*COHEN, BURGERVADER EN RECHTSHANDHAVER, MAAR VOOR WIE EIGENLIJK?*
Donderdag 5 april werd de bovenverdieping van Weteringschans 79, zoals de
Gemeente Amsterdam dat noemt een beeldbepalend pand, dat op de
monumentenlijst staat, "gekraakt" d.w.z. in bezit genomen door een groepje
krakers nadat de deur met veel geweld was geforceerd. Deze groep noemt zich
Kraakgroep porsche 429.
Volgens krakenpost, te vinden op www.krakenpost.nl, zou het hier gaan om een
verdieping, die reeds langer dan een jaar leeg stond. Dit is belangrijk,
omdat artikel 429 sexies van het Wetboek van Strafrecht (Sr) het kraken van
een pand, dat korter dan een jaar leeg staat, strafbaar stelt.
Overtreding van dit artikel levert een gevangenisstraf op van maximaal vier
maanden. Het kraken van een pand dat langer dan een jaar leeg staat is – en
dat kan alleen maar in Nederland !!! – dus niet strafbaar. Wordt een pand
gekraakt dat korter dan een jaar leegstaat dan kan de Officier van Justitie
het pand met behulp van de politie ontruimen.
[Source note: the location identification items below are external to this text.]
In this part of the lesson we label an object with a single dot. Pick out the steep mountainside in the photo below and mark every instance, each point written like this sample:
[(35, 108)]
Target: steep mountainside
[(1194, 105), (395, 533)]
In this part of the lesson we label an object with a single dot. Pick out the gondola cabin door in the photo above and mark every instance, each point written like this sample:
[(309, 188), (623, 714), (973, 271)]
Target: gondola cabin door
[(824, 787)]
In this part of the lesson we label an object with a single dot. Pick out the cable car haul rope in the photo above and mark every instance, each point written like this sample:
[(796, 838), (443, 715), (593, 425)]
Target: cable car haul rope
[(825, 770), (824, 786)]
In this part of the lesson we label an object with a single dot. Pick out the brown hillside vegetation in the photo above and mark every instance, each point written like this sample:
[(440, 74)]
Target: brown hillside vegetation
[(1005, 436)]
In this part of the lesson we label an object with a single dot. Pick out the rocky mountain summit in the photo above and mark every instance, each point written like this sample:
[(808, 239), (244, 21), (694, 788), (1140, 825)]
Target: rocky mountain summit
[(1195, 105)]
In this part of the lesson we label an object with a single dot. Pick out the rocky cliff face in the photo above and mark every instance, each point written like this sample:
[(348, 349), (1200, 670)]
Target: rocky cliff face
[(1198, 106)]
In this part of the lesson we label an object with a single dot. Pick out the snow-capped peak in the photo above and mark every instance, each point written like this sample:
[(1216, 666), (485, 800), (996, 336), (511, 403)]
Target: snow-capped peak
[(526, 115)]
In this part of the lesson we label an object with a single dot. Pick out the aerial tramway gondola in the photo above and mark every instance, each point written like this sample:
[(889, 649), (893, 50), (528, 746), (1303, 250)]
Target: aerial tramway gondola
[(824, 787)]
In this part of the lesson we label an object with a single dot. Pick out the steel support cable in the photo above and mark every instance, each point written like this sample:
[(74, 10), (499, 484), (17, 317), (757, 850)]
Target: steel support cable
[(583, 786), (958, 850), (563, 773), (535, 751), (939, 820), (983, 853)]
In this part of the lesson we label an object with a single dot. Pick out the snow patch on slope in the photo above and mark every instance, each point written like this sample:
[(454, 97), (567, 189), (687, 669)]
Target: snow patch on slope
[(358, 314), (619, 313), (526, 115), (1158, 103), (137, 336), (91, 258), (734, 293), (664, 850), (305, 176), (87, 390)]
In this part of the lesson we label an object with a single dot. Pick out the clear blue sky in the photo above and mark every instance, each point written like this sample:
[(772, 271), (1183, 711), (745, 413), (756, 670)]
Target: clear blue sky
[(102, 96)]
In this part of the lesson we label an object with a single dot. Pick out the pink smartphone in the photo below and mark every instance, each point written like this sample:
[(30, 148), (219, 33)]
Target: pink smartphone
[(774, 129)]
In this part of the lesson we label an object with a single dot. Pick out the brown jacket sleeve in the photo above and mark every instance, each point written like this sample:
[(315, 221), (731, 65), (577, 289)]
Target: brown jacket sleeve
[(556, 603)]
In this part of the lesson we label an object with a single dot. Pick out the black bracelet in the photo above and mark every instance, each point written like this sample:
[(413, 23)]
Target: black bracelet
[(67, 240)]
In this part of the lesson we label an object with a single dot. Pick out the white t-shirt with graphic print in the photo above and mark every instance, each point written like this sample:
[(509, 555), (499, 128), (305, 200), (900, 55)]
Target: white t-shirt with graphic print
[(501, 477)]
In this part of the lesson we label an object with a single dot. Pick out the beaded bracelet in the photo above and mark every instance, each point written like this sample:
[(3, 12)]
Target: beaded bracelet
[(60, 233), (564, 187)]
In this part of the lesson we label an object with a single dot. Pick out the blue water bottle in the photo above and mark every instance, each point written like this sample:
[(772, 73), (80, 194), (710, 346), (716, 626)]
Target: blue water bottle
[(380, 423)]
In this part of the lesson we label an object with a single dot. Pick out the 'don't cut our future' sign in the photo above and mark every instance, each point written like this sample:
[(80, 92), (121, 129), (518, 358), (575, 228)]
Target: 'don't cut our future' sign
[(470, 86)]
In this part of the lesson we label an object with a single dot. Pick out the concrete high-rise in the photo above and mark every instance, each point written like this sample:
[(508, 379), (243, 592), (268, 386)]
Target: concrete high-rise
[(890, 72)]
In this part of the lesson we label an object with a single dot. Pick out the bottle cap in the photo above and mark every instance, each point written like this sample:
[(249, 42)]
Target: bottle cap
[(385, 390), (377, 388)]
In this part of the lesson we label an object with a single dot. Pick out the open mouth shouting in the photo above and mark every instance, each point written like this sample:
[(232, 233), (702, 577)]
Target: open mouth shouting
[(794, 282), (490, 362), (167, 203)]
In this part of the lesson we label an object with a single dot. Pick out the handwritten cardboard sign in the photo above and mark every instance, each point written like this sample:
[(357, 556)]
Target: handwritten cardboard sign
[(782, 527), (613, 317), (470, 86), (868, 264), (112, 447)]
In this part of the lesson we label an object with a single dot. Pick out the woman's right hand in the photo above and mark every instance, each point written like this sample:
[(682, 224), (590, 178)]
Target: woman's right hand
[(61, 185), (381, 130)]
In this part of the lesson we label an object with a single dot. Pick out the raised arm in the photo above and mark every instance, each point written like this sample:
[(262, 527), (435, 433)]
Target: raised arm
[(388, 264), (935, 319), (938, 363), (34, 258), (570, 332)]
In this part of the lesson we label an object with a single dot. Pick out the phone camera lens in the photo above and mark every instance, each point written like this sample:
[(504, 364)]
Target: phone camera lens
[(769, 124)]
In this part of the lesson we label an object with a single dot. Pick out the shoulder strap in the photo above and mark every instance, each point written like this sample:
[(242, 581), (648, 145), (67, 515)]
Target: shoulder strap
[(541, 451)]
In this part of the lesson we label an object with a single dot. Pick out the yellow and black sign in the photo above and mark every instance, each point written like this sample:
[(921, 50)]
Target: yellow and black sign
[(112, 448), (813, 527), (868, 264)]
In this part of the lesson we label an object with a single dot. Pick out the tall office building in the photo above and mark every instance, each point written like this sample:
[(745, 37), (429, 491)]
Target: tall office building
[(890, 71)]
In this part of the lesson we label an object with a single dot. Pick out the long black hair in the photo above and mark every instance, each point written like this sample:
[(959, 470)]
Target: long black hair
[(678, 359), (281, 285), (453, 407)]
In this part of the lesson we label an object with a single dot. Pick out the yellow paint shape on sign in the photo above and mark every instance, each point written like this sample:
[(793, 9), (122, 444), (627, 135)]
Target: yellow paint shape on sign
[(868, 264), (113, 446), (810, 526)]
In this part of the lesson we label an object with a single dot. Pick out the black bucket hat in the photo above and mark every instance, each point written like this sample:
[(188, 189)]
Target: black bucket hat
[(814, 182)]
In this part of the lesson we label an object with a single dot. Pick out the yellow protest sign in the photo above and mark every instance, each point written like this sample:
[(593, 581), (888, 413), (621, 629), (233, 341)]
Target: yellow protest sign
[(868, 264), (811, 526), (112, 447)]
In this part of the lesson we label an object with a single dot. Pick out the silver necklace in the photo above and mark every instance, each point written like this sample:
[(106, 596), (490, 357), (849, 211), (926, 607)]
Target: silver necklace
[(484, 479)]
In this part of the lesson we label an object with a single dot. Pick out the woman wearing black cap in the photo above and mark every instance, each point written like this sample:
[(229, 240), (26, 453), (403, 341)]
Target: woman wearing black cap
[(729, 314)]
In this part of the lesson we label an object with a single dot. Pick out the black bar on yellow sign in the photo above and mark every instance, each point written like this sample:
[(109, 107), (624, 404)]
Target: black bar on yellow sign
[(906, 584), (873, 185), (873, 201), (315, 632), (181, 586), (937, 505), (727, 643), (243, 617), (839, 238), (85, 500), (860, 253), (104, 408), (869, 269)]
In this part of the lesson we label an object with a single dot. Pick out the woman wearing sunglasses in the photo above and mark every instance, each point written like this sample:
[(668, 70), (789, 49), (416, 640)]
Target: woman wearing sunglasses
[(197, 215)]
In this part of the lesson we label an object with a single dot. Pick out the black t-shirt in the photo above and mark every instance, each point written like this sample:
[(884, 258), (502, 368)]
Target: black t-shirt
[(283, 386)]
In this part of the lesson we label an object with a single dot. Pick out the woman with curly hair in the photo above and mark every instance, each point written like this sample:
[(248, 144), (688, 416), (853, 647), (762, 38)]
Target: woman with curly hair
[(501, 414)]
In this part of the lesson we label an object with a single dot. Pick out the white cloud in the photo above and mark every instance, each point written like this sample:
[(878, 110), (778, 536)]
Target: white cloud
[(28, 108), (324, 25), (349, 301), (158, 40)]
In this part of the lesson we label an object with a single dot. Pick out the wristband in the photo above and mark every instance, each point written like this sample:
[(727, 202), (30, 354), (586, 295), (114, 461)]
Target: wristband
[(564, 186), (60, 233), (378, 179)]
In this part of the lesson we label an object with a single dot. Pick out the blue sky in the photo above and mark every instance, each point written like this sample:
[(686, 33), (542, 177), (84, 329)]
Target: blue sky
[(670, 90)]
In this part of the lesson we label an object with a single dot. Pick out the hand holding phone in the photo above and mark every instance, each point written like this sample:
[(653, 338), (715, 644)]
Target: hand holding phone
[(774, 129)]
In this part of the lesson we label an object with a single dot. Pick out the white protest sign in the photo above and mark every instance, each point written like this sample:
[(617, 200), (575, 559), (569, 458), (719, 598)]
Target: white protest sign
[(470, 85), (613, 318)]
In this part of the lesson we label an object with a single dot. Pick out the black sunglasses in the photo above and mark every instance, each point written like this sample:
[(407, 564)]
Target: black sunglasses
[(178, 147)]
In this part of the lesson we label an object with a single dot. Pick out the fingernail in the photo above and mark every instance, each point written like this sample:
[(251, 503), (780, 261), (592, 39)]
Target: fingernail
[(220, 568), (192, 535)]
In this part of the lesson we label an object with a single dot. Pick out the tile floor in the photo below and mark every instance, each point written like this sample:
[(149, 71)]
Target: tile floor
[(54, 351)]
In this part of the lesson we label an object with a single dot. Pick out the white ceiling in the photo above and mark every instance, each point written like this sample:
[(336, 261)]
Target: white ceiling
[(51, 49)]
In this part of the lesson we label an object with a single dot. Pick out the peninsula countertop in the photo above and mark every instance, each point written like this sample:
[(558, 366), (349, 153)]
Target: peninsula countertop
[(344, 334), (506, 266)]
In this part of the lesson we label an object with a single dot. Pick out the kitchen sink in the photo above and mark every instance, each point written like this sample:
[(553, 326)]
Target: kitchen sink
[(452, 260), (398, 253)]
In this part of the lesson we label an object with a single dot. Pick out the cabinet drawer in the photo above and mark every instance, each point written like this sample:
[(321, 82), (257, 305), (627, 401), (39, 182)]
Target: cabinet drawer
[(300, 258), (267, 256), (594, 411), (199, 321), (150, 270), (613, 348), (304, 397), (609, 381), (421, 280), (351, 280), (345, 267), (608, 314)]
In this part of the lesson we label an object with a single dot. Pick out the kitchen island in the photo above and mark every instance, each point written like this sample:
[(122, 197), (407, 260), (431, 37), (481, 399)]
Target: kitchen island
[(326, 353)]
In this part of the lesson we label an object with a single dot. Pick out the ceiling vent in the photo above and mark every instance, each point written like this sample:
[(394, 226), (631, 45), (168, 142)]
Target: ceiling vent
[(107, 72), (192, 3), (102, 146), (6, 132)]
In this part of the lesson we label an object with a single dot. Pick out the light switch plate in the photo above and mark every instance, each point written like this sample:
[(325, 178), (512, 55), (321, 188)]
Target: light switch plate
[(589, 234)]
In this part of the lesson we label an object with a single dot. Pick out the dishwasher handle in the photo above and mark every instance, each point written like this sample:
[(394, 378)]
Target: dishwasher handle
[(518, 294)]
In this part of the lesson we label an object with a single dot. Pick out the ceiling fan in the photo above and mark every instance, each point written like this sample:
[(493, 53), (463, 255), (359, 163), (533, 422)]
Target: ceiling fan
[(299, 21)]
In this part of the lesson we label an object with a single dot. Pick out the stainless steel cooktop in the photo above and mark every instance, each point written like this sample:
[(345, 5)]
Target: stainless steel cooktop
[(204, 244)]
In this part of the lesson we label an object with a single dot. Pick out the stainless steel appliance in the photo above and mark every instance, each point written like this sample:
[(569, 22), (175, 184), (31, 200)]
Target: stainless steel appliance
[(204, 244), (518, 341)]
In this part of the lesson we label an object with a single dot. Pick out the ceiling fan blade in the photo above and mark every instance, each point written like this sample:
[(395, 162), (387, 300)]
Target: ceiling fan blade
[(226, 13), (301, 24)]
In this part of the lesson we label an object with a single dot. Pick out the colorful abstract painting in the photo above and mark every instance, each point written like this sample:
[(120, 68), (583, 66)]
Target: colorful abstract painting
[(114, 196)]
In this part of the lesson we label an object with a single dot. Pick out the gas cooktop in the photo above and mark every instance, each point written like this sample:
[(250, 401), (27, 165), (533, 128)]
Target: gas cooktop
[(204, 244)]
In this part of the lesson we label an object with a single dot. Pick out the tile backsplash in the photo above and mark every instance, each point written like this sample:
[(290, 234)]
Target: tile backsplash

Ontruiming is ook mogelijk wanneer de rechter tot ontruiming beslist. Men
noemt dit de civielrechtelijke ontruiming.
*Om te beoordelen of een "kraak" strafbaar is, zijn de feiten dus belangrijk
*
Deze luiden in het onderhavige geval als volgt:
Het pand Weteringschans 79 is op 28 april 2000 gekocht door Stichting De
Blauwe Reiger. Dit is een Stichting die zich met name richt op de aankoop
van beeldbepalende panden in Amsterdam. Zij renoveert deze na de aankoop
grondig waarbij de vraag of dit financieel wel verantwoord is een
ondergeschikte rol speelt. Vervolgens wordt het pand verhuurd.
Zo heeft de Stichting in 2000 het pand voor ƒ 1,3 miljoen grondig
gerenoveerd. Van dit bedrag had alleen al circa ƒ 700.000,- betrekking op de
restauratie van de gevels en de daarbij behorende ornamenten.
De gekraakte verdieping werd nadat deze was opgeknapt op 2 mei 2001 voor 5
jaar verhuurd aan een advocatenkantoor. Dit huurcontract liep af op 30 april
2006. Hierna verliet de huurder het pand, omdat zij er uit was gegroeid.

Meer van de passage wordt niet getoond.